I wish I could say to you that the hate now felt towards race is a new thing, and that the results of the vote have brought out the worst in some people. But the truth is, my race has always been an issue. I’ve been called various words throughout my time in the UK in reference to my ancestry. This is not a new occurrence, but a newly arrived platform. It’s not someone randomly shouting in the street whilst others shake their heads in unified dismay. This is a stage. A large lavish stage for the world to see; bright lights and perfect acoustics. And the first act has begun.
At the end of my contract, I have no other choice but to go back home. Yes, I still call the UK my home. I always will. But instead of the hope I had for a new life, I feel like I am going back in time, to old ways. The fear instilled in me is not understood by many of the people around me; none of them are an ethnicity, British and having to head back. I don’t feel alone or ashamed of those qualities. I believe that those qualities attribute to the wonderful things that I am, and not what THAT small segment of society thinks I am. And that’s what this is. A small percentage of people who don’t understand, or who choose not to understand, what being a minority is. But whilst I, and indeed the small percentage of THAT people, are minorities, their numbers are growing, whilst ethnicities are being abused and reduced.
You may say to me, ‘Be brave!’ or ‘Don’t falter in the face of adversary!’. But you will never know this fear. You will never know what it feels like to be discredited to a lesser human because of the colour of your skin, or your beard, or your beliefs, unless of course, you are an ethnicity too.
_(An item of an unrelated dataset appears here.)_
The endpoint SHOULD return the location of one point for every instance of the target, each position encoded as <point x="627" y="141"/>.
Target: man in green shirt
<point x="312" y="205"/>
Don’t get me wrong; racism is prevalent around the world, against all shades of human. But some of that racism can be escaped from, and some of it can’t. And it’s those of us who can’t, that no longer have a place to call home.
Leaving the EU was a stone thrown into a pond. Not knowing what the ripples would do to the eco-systems under the surface, how rough the waters would be, or how long the the water would take to settle once again. The power of Brexit has been felt by the UK, whether thats the voice of sorrow or of rejoicing. There’s a new racist slur in town. It doesn’t begin with a N, or a P, not even an I, but it begins with a B. And the power it wields is beyond the fear that I, and so many others, now face.
I hope that I’m proved wrong. I hope that together we can rebuild a nation that trusts, that understands and that has a willingness to learn. I hope that my parents don’t feel the crushing fear of rejection from a country they have built a home and life in. I hope that wherever I go, I can walk with my head held high, and not lowered in fear of eye contact or comments. I hope that we can recover from the state of which we find ourselves in. I hope the violence will end. I hope you will read this and think about the use of propaganda, in all it’s forms, and the fires it stokes under those less informed.
Yes, the rainy season is in full swing here in Japan. The rivers run high, the air is thick and heavy, the bugs have all come out to play. The thunder occasionally makes me jump and hide. But it’s nothing compared to the storm I will face when I return home.